【山田美保子のミホコは見ていた!】“悪女”田中みな実について

 春ドラマが終了し、各局で夏ドラマの番宣が盛んに行われているタイミングで、NHK総合が6月27日に「前編」を放送し、7月4日に「後編」を放送するのが、田中みな実主演の「悪女について」だ。

 今年3月13日に放送された同作を再編集。そのタイトルと田中の名前を見つけ、チャンネルを留めた方も多かったのではないか。

 田中といえば、4月期、「あなたがしてくれなくても」(フジテレビ系)での好演が話題になったばかり。(以下、ネタバレあり)夫の浮気相手を訪ねてランチをし、関係を問いただしたり、その女性の夫が経営する喫茶店で妻の浮気を匂わせたりと揺れる想いを即、行動に移す演技には毎回鬼気迫るものがあった。

 同時に、ファッション誌の編集部でキャリアアップを目指し、深夜まで懸命に働くも、新たな編集長は外部から招かれ、家庭でも職場でも絶望を経験する。田中の実年齢やキャリアに近い役柄だったとはいえ、田中みな実はこんなにも上手いのかと驚かされたものだ。

 7月期も、杉野遥亮主演の「ばらかもん」(同)への出演が発表された田中。シングルマザーの看護師役で舞台は五島列島だ。“あなして”とは180度異なる演技となるだろう。

 アナウンサーとしての田中は「ぶりっこ」「あざとい」を売りに、たとえ嫌われたとしても演出や共演者に求められるキャラを存分に演じてきた。その一方で自身が試した美容法を惜しみなく披露したことで大逆転。いっきに女性ファンを味方につけることとなった。
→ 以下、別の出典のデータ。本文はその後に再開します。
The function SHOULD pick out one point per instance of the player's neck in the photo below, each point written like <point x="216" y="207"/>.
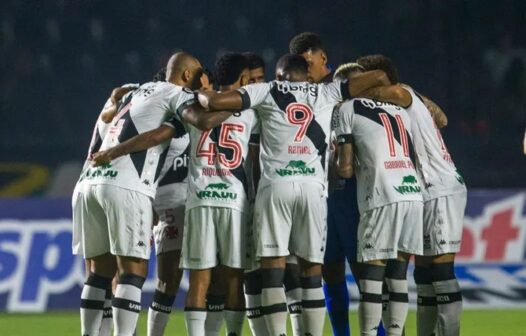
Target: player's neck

 フリーアナとして、タレントとして、女優として、脂がのりきったタイミングでの「悪女について」前後編の放送。巨額の富を築いた“虚飾の実業家”富小路公子(田中)の原点は16歳のときで、悪女と呼ばれても貫いた一人の女性の生き様が描かれる。

 華やかなドレスと豪華な宝石を身に着けて微笑む田中も、ほぼノーメイクで地味な服に身を包み、一筋の涙を流す田中も震えがくるほど上手い。テレビドラマでは“テレビ朝日版”で「劇団四季」出身の影万里江さん、“TBS版”ではあの沢尻エリカが演じた役を“NHK版”で田中みな実が…というのも感慨深い。「悪女について」後編、必見だ。